2015年3月27日 Amazonカスタマー・レビューへ投稿
戎光祥出版 ミステリ珍本全集⑦ 日下三蔵(編)
2015年3月発売
★★★★★ 遅きに過ぎた、この男のリバイバル
数年前に発売を噂されながら、没。このミステリ珍本全集でも第一期に発売を予告されながら、これまた延期。いつまで経っても新刊本が出ず、長い長い間待たされた大河内常平。米駐留軍の事情に通じ、刀剣鑑定・軍装研究など特異な趣味を持つ男。彼の小説の主なイメージとして、〈刀剣などを材に採った伝奇ミステリ〉〈敗戦が生んだやくざ・チンピラを描く風俗ミステリ〉がある。
本書は刀剣を素材に書かれたもの(長篇「九十九本の妖刀」「餓鬼の館」/中短篇「安房国住広正」「妖刀記」「刀匠」「刀匠忠俊の死」「不吉な刀」「死斑の剣」「妖刀流転」「なまずの肌」)を集成。
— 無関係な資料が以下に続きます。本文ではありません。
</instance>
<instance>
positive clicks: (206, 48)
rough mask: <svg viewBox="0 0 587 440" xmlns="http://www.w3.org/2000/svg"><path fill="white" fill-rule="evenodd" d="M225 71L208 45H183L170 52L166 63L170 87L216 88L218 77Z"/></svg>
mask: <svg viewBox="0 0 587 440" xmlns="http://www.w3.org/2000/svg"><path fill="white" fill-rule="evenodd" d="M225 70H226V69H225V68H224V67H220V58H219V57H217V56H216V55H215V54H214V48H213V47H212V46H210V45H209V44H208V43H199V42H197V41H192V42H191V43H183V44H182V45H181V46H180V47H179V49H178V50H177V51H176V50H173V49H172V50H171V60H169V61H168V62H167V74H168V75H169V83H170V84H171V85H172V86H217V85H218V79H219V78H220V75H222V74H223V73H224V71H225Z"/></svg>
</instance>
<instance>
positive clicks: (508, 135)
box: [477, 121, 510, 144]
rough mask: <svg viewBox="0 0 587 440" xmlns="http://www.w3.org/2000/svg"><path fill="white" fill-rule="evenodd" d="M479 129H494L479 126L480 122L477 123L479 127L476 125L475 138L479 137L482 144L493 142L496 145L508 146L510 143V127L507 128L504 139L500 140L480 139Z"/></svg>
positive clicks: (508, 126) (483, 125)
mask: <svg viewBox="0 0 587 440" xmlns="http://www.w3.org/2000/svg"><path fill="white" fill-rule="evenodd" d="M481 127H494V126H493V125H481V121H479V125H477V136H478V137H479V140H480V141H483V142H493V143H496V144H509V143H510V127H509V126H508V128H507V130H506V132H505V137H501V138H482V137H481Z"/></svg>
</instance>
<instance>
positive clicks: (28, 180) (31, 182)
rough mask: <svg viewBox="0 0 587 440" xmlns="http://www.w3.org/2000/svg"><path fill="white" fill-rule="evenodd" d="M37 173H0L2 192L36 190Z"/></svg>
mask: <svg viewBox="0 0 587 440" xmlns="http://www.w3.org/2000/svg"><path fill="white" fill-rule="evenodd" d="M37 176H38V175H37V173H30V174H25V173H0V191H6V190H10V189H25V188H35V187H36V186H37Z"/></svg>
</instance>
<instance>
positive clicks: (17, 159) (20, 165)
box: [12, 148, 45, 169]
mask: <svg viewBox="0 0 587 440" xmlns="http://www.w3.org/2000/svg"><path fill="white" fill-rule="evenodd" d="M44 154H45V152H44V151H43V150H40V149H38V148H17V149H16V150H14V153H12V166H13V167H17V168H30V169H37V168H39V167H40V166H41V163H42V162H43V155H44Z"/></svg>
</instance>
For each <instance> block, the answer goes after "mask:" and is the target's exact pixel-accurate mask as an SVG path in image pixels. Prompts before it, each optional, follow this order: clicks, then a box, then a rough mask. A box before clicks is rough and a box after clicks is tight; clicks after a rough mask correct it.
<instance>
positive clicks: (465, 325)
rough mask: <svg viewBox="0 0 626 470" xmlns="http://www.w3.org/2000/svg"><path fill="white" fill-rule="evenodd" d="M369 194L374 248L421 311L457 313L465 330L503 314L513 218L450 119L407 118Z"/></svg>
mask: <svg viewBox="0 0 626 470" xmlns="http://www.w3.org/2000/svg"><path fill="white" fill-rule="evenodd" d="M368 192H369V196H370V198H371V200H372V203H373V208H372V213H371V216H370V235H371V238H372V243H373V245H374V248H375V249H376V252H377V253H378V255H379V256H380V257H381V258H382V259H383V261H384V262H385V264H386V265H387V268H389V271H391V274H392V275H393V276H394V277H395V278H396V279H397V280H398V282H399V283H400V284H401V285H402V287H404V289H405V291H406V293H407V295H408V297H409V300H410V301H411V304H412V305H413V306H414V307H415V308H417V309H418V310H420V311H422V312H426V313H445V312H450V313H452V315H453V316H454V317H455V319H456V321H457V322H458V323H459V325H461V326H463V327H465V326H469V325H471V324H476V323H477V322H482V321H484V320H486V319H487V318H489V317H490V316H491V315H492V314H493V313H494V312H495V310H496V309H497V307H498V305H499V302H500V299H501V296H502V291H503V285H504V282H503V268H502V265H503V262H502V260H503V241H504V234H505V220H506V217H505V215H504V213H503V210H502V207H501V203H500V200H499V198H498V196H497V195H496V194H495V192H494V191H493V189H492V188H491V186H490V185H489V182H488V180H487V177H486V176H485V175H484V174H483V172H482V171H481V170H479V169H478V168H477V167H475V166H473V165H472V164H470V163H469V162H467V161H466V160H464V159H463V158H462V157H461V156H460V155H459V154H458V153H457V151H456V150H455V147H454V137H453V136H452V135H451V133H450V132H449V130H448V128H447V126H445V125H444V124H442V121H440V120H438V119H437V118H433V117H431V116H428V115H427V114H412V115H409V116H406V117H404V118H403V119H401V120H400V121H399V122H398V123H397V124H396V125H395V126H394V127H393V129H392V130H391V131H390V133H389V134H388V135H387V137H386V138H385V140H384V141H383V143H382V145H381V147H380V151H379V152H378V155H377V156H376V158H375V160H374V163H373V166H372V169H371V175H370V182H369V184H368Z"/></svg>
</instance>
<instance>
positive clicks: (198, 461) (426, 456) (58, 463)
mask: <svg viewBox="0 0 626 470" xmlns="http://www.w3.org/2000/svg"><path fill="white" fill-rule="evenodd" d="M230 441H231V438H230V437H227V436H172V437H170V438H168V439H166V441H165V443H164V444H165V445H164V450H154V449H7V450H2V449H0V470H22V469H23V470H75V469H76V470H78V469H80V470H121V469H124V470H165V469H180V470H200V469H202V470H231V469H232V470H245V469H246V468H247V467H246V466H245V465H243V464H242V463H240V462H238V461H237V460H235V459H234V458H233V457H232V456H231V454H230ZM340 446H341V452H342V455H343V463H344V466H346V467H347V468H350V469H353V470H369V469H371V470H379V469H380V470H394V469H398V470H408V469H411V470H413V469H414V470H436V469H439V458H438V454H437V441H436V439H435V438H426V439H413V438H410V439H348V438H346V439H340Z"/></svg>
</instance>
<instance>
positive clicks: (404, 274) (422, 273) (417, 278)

舞台はすべて時代物ではなく現代物。
古本で読んだ時は「なんて粗暴で下手な作家なんだろう」と思ったけれど、
本書で読むと、長篇など意外にリリカルに書かれていて拍子抜け。
とにかく大河内が書きたいのは刀剣に纏わるペダントリーで、
それを盛り上げる為に残虐・凄惨な生贄が捧げられる。
でもそのペダントリーは堅苦しく眠気を誘うようなものではない。
二長篇の妖気に満ち満ちた面白さは、退屈とは対極の位置にある。
中短篇では、普通の探偵小説なら倒叙物として扱われるであろう作が、その解決部分はなんともあっけなく無視され、そこに至るまでの刀剣をめぐる骨肉の争いに、一方的に力が注がれているのが笑えるほど無茶としか言いようがない。だが、その無茶っぷりこそ大河内常平。ミステリ珍本全集が登場したことで、これまでとても評論家筋には良い顔をされなかった作家・作品を面白がる土壌ができ、ゲテモノ扱いされてきた大河内にも光を当ててもらえる時がようやく到来して欣快に絶えない。
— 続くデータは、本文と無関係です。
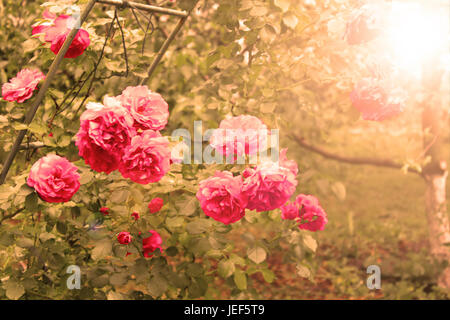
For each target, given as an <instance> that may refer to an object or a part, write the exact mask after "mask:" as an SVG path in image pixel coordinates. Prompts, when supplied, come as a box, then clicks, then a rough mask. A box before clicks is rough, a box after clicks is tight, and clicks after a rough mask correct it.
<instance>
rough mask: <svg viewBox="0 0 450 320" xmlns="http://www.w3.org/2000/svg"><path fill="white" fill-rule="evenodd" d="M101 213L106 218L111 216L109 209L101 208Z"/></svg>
mask: <svg viewBox="0 0 450 320" xmlns="http://www.w3.org/2000/svg"><path fill="white" fill-rule="evenodd" d="M100 212H101V213H103V215H104V216H107V215H109V208H107V207H101V208H100Z"/></svg>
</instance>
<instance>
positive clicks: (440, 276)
mask: <svg viewBox="0 0 450 320" xmlns="http://www.w3.org/2000/svg"><path fill="white" fill-rule="evenodd" d="M447 176H448V171H445V172H444V173H443V174H431V175H426V176H425V180H426V184H427V186H426V211H427V220H428V230H429V242H430V252H431V254H432V255H433V257H434V258H435V259H436V260H438V261H440V262H443V261H447V262H450V246H449V245H450V224H449V219H448V213H447V203H446V192H445V186H446V180H447ZM438 285H439V286H440V287H443V288H447V289H450V266H448V267H447V268H446V269H444V271H443V273H442V274H441V276H440V277H439V279H438Z"/></svg>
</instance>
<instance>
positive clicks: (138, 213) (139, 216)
mask: <svg viewBox="0 0 450 320" xmlns="http://www.w3.org/2000/svg"><path fill="white" fill-rule="evenodd" d="M131 216H132V217H133V218H134V221H137V220H139V218H140V216H139V213H138V212H133V213H132V214H131Z"/></svg>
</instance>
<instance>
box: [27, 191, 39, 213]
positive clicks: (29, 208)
mask: <svg viewBox="0 0 450 320" xmlns="http://www.w3.org/2000/svg"><path fill="white" fill-rule="evenodd" d="M37 207H38V195H37V193H36V192H33V193H30V194H29V195H27V197H26V198H25V209H27V210H28V211H30V212H35V211H36V210H37Z"/></svg>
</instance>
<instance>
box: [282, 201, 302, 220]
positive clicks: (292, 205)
mask: <svg viewBox="0 0 450 320" xmlns="http://www.w3.org/2000/svg"><path fill="white" fill-rule="evenodd" d="M280 209H281V219H284V220H295V219H296V218H298V217H299V210H298V207H297V204H296V203H289V202H287V203H285V204H283V205H282V206H281V207H280Z"/></svg>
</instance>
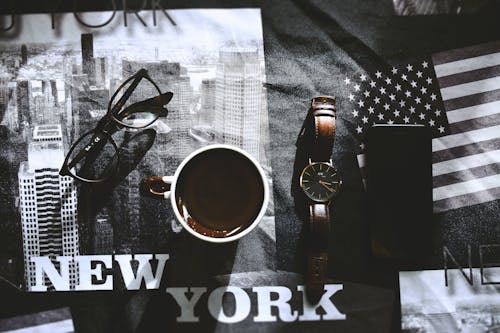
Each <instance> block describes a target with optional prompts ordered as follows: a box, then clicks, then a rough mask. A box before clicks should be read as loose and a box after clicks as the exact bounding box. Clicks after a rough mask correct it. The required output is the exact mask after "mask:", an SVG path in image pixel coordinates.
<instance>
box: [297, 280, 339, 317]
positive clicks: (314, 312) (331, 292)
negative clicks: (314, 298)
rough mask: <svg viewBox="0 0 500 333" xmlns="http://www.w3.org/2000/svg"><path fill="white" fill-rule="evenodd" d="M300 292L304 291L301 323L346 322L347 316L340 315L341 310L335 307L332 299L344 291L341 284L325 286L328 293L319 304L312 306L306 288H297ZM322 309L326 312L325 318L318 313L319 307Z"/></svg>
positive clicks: (324, 295)
mask: <svg viewBox="0 0 500 333" xmlns="http://www.w3.org/2000/svg"><path fill="white" fill-rule="evenodd" d="M297 290H298V291H302V304H303V306H302V308H303V312H302V315H301V316H300V317H299V321H314V320H345V315H344V314H342V313H340V312H339V310H337V308H336V307H335V305H333V303H332V301H331V300H330V297H332V296H333V294H335V293H336V292H337V291H339V290H342V285H341V284H325V290H326V292H325V293H324V294H323V296H321V299H320V300H319V302H318V304H315V305H313V304H310V303H309V301H308V300H307V297H306V294H305V293H304V286H297ZM320 306H321V307H322V308H323V310H324V311H325V314H324V315H323V316H321V317H320V316H319V315H318V314H317V312H316V310H318V308H319V307H320Z"/></svg>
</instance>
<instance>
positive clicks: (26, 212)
mask: <svg viewBox="0 0 500 333" xmlns="http://www.w3.org/2000/svg"><path fill="white" fill-rule="evenodd" d="M63 160H64V150H63V143H62V131H61V126H60V125H58V124H57V125H39V126H35V128H34V130H33V137H32V141H31V142H30V143H29V146H28V161H25V162H22V163H21V165H20V166H19V173H18V179H19V196H20V211H21V224H22V234H23V252H24V267H25V268H24V272H25V281H26V288H27V289H28V290H30V288H31V287H32V286H34V285H35V266H34V263H33V262H32V261H31V259H30V258H31V257H33V256H48V257H50V258H51V260H54V259H55V257H56V256H61V255H63V256H74V255H78V254H79V248H78V222H77V193H76V187H75V185H74V183H73V179H72V178H71V177H69V176H64V177H62V176H59V168H60V166H61V164H62V163H63ZM54 265H55V266H56V267H58V265H57V262H54ZM69 276H70V286H71V288H72V289H73V288H74V286H75V285H76V283H77V282H78V281H77V267H76V266H75V264H74V263H73V262H71V263H70V270H69ZM46 284H47V285H48V286H49V288H50V284H49V282H48V281H47V279H46Z"/></svg>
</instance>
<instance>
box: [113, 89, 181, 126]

これを機に大河内作品の復刊が続く事を希望する。あと、ミステリ珍本全集は第二期に入って、
きっと値上げするんだろうなと思っていたが、値段据え置き。
こっそり値上げを続けている論創ミステリ叢書と違って、この点も評価すべき。
(銀) 『九十九本の妖刀』の初刊本は大手の講談社から出ており、
しかもこの長篇は映画化もされた(2020年9月4日の当Blog記事を見よ)。
にもかかわらず、昭和の後半から21世紀を15年も過ぎるまで大河内の存在は人々の記憶から忘れ去られていたのだから、探偵作家業なんて儚いものだ。大河内単独著書として、文庫本ではまだ一度も出されたことが無いから、次は大河内の文庫だな。